By 2009, she was known as Anna Gutto, and wrote and starred in In Security, the company's fifth production. Playing Lona Waverton, a doctor struggling with the demands of work, family and friends, she was the only live character on stage, while other characters appeared as projections on her office wall during phone conversations and while playing voicemail messages.

==Film and television career==
=== Acting ===
Gutto appeared in the independent film The Contenders (2010), playing the "obnoxious hostess" of a weekend gathering of five friends, one of whom dies off-screen. She appeared in the film Gone with the Woman (Tatt av kvinnen) (2007), directed by Petter Næss.

=== Directing ===
Prior to her feature-length film debut, Gutto directed five short films. Her short film The Light Above is about a young sex-trafficking victim who manages to escape. She received a grant from the Alfred P. Sloan Foundation to work on A Lucky Man, which tells the story of a college football player who is raped. Her other short films included Mommy Heist, which was broadcast on France Television's FR3.

Gutto assisted the director on the Norwegian Netflix series Home for Christmas (Hjem til jul) during its first season with creator Per-Olav Sørensen. The miniseries, which first aired in 2019, is often compared to the Christmas romantic comedy film Love Actually.

==== Paradise Highway (2022) ====
Gutto first got the idea for Paradise Highway around 2011. The film is about an American truck driver who is forced into human trafficking. While developing the script, she met with and researched the lives of female truckers in the United States.
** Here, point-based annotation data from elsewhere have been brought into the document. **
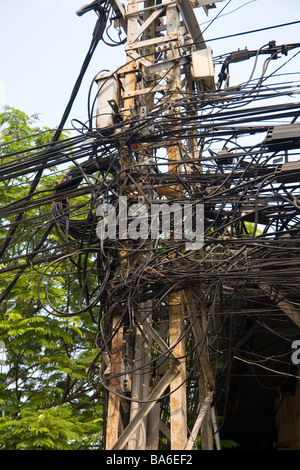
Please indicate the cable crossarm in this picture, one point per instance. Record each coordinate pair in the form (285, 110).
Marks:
(173, 322)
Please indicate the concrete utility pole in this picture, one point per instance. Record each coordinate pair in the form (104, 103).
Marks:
(166, 57)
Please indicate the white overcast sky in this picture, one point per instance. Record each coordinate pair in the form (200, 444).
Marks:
(43, 44)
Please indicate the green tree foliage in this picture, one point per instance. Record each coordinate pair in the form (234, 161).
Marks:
(48, 399)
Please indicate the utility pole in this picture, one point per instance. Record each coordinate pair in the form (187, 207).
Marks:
(166, 59)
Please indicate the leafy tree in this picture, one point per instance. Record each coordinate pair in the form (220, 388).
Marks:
(48, 399)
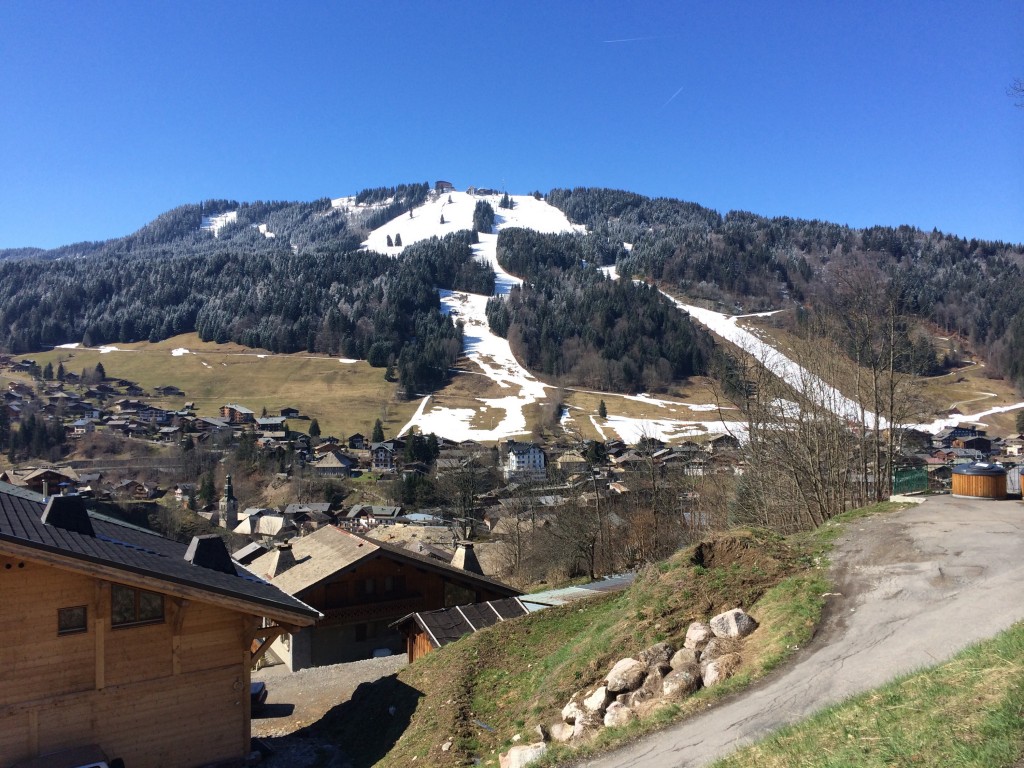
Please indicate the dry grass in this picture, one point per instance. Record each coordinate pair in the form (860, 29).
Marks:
(343, 397)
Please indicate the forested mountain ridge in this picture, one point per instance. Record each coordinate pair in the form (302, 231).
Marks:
(307, 287)
(288, 276)
(745, 262)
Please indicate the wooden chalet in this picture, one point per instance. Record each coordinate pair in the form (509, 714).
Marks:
(114, 636)
(425, 631)
(361, 587)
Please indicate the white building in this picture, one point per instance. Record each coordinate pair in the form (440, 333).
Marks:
(524, 461)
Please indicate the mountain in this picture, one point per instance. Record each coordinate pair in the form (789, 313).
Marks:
(325, 276)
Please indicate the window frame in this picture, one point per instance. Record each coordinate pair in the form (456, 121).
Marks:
(137, 598)
(75, 630)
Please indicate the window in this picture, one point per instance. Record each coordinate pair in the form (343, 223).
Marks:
(130, 606)
(72, 621)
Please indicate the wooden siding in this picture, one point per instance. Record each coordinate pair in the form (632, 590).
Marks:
(173, 693)
(983, 486)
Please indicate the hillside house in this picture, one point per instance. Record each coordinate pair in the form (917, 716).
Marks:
(426, 631)
(523, 461)
(383, 457)
(117, 637)
(361, 587)
(232, 413)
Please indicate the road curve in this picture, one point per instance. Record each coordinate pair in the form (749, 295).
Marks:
(915, 587)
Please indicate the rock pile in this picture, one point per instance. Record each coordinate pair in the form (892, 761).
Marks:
(635, 686)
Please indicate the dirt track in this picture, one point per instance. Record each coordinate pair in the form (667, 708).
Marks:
(914, 587)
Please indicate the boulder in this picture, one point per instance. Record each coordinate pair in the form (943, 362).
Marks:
(657, 653)
(572, 710)
(560, 732)
(718, 646)
(521, 756)
(650, 689)
(682, 681)
(697, 636)
(735, 623)
(617, 715)
(627, 675)
(587, 726)
(721, 669)
(684, 656)
(598, 700)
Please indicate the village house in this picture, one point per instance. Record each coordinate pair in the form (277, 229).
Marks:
(117, 637)
(523, 461)
(236, 414)
(361, 587)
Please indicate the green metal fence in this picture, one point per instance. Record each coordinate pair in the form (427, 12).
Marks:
(909, 480)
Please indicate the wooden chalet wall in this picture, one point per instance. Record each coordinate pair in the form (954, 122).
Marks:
(169, 694)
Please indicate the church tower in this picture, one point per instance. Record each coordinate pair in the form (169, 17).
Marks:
(228, 507)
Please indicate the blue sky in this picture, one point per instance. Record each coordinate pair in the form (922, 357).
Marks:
(866, 113)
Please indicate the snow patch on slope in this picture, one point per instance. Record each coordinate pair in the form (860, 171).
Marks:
(216, 223)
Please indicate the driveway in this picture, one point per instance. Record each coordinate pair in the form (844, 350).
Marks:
(914, 587)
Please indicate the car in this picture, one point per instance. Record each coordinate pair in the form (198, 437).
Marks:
(257, 695)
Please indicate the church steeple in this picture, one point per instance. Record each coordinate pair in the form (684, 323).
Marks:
(228, 506)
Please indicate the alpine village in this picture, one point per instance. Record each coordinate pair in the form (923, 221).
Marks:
(439, 475)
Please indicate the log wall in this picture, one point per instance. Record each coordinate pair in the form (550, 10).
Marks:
(174, 693)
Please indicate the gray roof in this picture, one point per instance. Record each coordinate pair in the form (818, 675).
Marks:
(448, 625)
(133, 551)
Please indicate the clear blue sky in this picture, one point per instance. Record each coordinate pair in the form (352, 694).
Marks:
(860, 113)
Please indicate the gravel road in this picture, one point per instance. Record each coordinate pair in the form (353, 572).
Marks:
(298, 699)
(914, 587)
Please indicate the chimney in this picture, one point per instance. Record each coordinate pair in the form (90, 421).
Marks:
(282, 559)
(209, 552)
(69, 513)
(465, 558)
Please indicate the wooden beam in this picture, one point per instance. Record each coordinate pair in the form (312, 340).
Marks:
(101, 611)
(272, 633)
(178, 607)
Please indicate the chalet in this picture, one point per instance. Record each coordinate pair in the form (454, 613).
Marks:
(382, 457)
(117, 637)
(425, 631)
(361, 587)
(272, 424)
(236, 414)
(523, 461)
(571, 461)
(334, 465)
(82, 427)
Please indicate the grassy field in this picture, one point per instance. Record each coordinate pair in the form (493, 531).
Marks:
(344, 397)
(965, 713)
(481, 691)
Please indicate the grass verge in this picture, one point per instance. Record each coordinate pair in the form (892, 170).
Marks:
(469, 699)
(967, 712)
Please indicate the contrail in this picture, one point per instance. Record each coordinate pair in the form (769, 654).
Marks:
(673, 96)
(637, 39)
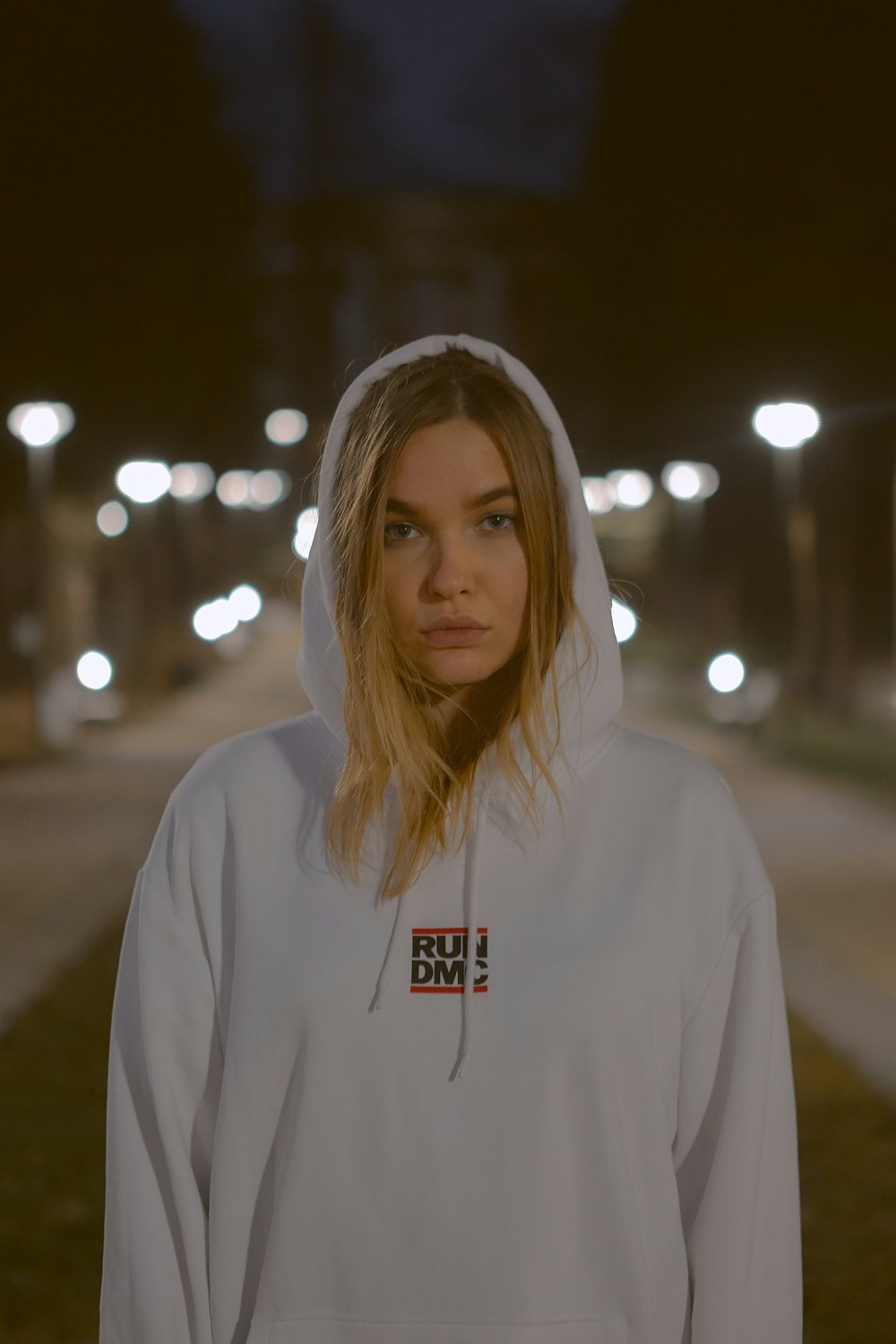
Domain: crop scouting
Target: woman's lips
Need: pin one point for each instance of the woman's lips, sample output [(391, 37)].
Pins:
[(455, 636)]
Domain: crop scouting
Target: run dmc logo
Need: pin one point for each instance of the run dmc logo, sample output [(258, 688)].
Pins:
[(438, 961)]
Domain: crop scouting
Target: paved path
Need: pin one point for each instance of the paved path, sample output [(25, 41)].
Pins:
[(75, 831), (831, 852)]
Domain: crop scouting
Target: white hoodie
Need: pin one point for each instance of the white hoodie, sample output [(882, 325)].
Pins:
[(590, 1139)]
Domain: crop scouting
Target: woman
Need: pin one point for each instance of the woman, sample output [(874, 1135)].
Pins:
[(573, 1125)]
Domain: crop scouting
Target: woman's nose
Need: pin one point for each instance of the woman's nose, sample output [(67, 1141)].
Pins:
[(452, 570)]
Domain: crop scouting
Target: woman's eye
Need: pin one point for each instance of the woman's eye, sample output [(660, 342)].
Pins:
[(400, 531), (498, 521)]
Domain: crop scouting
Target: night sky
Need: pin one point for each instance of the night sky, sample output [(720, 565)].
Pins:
[(727, 169)]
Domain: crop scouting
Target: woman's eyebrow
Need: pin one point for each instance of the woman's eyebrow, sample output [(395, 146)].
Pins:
[(500, 492)]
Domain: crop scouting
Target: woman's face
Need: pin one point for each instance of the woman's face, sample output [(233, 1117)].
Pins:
[(454, 556)]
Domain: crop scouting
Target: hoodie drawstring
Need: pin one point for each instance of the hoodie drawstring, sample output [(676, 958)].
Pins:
[(470, 910), (470, 902)]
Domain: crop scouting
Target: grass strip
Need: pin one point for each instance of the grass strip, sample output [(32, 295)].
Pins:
[(53, 1082)]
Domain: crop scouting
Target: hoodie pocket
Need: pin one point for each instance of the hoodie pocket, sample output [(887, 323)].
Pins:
[(335, 1331)]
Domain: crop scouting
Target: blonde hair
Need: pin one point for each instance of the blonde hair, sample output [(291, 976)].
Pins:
[(392, 733)]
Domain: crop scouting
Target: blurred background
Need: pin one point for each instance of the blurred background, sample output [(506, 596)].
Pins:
[(678, 214)]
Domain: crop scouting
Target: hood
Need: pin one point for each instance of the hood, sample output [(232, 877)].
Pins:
[(590, 703)]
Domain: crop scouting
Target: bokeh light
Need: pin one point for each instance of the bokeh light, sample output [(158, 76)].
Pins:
[(112, 518), (599, 495), (246, 602), (287, 426), (142, 481), (215, 618), (625, 623), (234, 488), (726, 672), (94, 669), (268, 488), (306, 529), (40, 424), (191, 481), (786, 424), (633, 489)]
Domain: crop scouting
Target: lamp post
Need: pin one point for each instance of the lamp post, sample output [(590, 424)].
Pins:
[(39, 426), (689, 484), (786, 426)]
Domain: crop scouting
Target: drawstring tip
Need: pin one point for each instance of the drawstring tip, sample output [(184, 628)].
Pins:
[(458, 1069)]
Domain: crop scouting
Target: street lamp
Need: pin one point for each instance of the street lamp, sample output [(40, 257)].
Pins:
[(689, 484), (287, 426), (39, 426), (786, 426)]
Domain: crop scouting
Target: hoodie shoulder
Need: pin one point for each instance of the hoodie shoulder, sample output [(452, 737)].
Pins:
[(300, 750), (691, 822)]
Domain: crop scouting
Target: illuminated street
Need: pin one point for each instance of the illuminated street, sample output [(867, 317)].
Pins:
[(81, 830)]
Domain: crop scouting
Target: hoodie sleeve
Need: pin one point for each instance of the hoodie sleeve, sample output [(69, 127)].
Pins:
[(735, 1148), (164, 1080)]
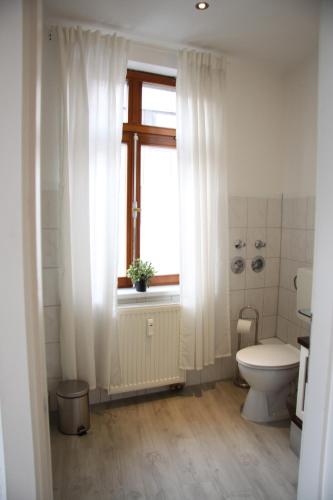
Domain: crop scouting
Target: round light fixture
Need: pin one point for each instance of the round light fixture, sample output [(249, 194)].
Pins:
[(202, 5)]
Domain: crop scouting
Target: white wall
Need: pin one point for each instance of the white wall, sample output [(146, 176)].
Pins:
[(300, 128), (316, 464), (14, 379), (254, 124), (254, 101), (24, 413)]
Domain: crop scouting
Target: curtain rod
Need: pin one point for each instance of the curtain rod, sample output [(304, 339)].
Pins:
[(139, 40)]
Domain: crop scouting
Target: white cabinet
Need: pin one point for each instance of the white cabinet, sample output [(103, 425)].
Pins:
[(302, 382)]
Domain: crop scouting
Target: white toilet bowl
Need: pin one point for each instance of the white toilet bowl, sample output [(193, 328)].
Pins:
[(268, 369)]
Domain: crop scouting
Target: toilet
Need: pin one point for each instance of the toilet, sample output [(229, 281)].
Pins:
[(268, 369)]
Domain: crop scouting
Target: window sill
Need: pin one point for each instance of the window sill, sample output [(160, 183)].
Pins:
[(168, 294)]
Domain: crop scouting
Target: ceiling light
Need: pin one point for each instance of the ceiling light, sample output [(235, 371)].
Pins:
[(202, 5)]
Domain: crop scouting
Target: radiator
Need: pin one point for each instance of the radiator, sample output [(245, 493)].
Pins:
[(149, 356)]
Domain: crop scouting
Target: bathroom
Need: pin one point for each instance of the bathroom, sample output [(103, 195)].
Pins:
[(145, 440)]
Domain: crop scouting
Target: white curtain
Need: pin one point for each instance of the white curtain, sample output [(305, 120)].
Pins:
[(205, 325), (93, 71)]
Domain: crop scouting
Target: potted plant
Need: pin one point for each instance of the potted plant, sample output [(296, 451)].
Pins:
[(140, 273)]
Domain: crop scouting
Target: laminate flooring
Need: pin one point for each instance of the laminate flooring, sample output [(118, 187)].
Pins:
[(192, 445)]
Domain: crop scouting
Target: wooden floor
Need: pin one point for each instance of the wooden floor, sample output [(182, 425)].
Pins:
[(190, 445)]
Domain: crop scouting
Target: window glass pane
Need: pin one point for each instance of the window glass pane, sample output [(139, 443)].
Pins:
[(122, 213), (158, 105), (125, 104), (159, 240)]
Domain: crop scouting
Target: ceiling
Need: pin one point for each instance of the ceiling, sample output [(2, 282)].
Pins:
[(283, 32)]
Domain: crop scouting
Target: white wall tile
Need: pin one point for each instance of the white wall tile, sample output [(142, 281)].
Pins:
[(237, 281), (51, 322), (270, 301), (294, 213), (282, 328), (310, 216), (53, 367), (293, 332), (309, 246), (273, 242), (237, 211), (237, 301), (50, 287), (272, 271), (297, 249), (50, 210), (300, 212), (255, 298), (285, 243), (257, 210), (50, 247), (268, 327), (254, 234), (288, 272), (274, 212), (283, 306), (254, 280), (237, 233)]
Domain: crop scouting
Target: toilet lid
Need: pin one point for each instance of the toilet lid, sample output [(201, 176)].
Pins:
[(269, 356)]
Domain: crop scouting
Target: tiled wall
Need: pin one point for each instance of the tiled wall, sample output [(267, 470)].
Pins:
[(50, 240), (254, 219), (270, 291), (296, 251)]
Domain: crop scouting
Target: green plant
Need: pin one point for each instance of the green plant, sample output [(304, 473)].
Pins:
[(140, 270)]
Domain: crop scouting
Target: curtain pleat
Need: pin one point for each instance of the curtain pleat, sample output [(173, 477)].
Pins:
[(204, 240), (93, 73)]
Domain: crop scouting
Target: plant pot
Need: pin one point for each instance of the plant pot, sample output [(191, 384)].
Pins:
[(141, 286)]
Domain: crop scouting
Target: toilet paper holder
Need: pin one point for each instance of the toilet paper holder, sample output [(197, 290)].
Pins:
[(238, 380)]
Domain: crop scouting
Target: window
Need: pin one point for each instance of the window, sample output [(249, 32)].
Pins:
[(149, 221)]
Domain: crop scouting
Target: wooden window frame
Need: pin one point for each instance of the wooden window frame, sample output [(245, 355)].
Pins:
[(147, 135)]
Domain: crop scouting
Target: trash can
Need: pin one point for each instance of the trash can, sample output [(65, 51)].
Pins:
[(73, 406)]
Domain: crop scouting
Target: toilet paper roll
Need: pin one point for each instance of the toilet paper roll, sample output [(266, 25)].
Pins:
[(244, 326)]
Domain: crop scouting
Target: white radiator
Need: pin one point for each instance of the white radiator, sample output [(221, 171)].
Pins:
[(149, 356)]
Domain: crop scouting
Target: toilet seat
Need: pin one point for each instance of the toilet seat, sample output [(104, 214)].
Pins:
[(269, 356)]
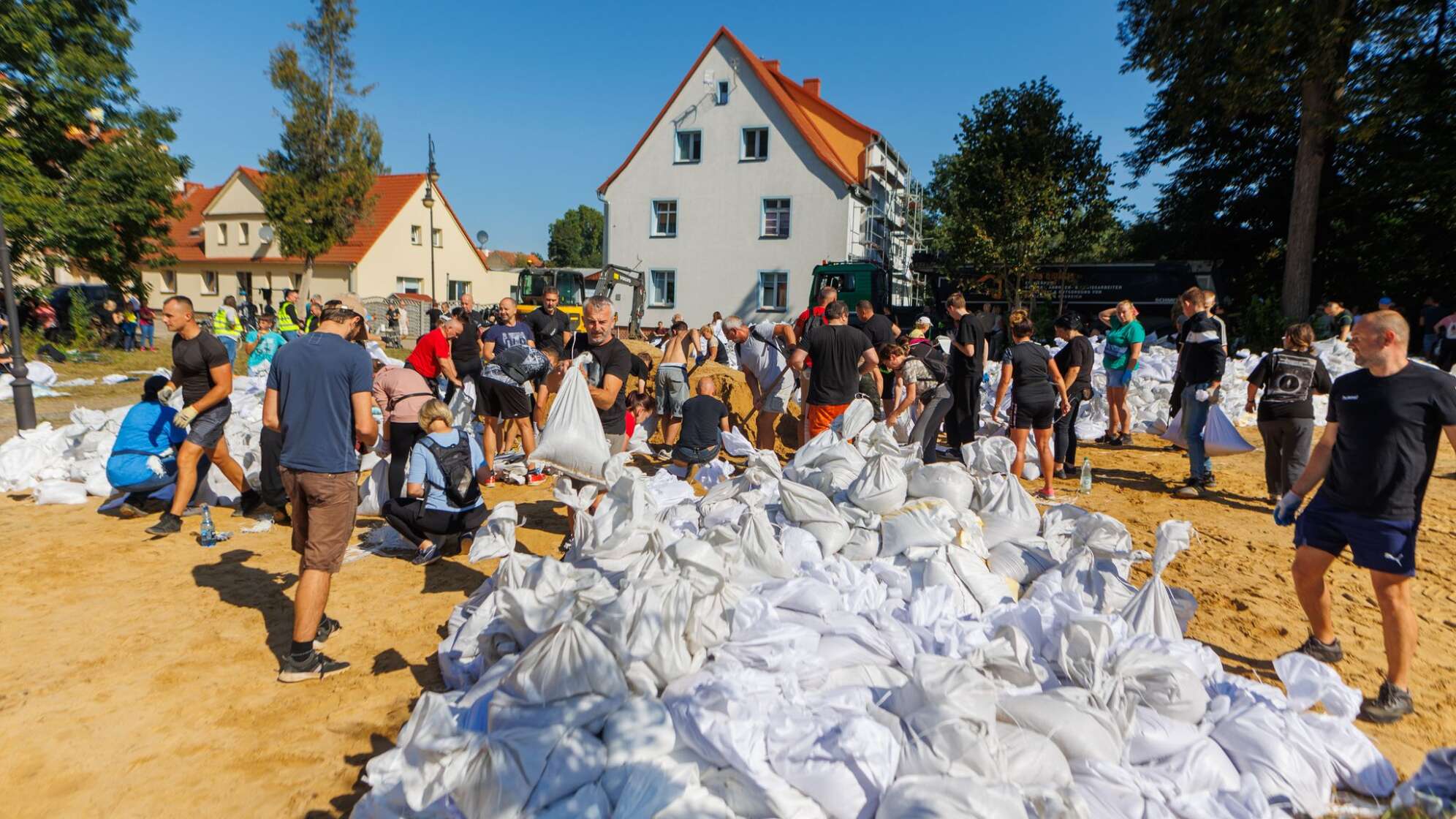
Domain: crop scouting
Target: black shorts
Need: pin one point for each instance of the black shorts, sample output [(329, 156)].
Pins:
[(500, 400), (1033, 414)]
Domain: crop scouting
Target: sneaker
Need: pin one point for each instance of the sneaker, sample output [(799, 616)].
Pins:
[(1322, 652), (315, 666), (1389, 706), (327, 627), (170, 525)]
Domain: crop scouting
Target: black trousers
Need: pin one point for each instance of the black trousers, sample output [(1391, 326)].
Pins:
[(270, 481), (402, 437), (966, 410), (1065, 434), (417, 524)]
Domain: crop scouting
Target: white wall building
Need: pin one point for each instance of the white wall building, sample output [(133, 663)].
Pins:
[(743, 183)]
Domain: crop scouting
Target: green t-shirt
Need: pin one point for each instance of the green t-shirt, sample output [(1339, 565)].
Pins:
[(1120, 341)]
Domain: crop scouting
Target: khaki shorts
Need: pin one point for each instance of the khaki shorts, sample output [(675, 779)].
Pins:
[(324, 507)]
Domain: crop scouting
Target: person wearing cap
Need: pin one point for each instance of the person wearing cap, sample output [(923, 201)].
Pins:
[(145, 456)]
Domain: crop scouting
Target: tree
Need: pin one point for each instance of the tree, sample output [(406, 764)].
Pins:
[(575, 238), (319, 178), (1025, 186), (85, 173), (1269, 107)]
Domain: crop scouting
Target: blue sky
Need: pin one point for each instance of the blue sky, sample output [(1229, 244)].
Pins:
[(534, 105)]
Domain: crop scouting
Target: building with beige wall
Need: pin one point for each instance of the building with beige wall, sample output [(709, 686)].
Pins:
[(224, 248), (743, 184)]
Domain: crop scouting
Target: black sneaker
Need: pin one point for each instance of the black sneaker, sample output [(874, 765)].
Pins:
[(1389, 706), (1322, 652), (327, 627), (170, 525), (428, 556), (315, 666)]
One of Gutto's early supporters was Norwegian cinematographer John Christian Rosenlund, who sent actress Juliette Binoche the script when she happened to be traveling on a road trip in the U.S. Lionsgate agreed to worldwide distribution after the team landed Binoche in the starring role. Producer Claudia Bluemenhuber secured actor Morgan Freeman to play the FBI agent who is in pursuit, intent on ending the human-trafficking operation. The film shoot took place in Mississippi in the summer of 2021.

Paradise Highway received mixed reviews. In a review for Variety, critic Joe Leydon praised the film as a "solid and satisfying thriller" and "a singularly promising debut for a first-time feature filmmaker", writing, "Gutto demonstrates welcome restraint and a meticulous avoidance of anything that resembles exploitation, relying on indirect yet impactful allusions to keep us constantly aware of the mortal stakes involved." Meanwhile, The New York Times described it as a film that "does not quite hit its stride". In a review for RogerEbert.com, critic Robert Daniels argued that Gutto clearly wanted "the movie to serve as an indictment of a system" but that it "falters" despite the writer/director's best intentions.

==Other grants and awards==
Gutto won the Zaki Gordon Memorial Award for Excellence in Screenwriting for her feature screenplay Paradise Highway (aka Leila M.).

She received the two-year Artist Working Grant from the Norwegian state (Arbeidsstipend for yngre kunstnere fra Statens kunstnerstipend). She received the 2007 Cultural Award from American Scandinavian Society.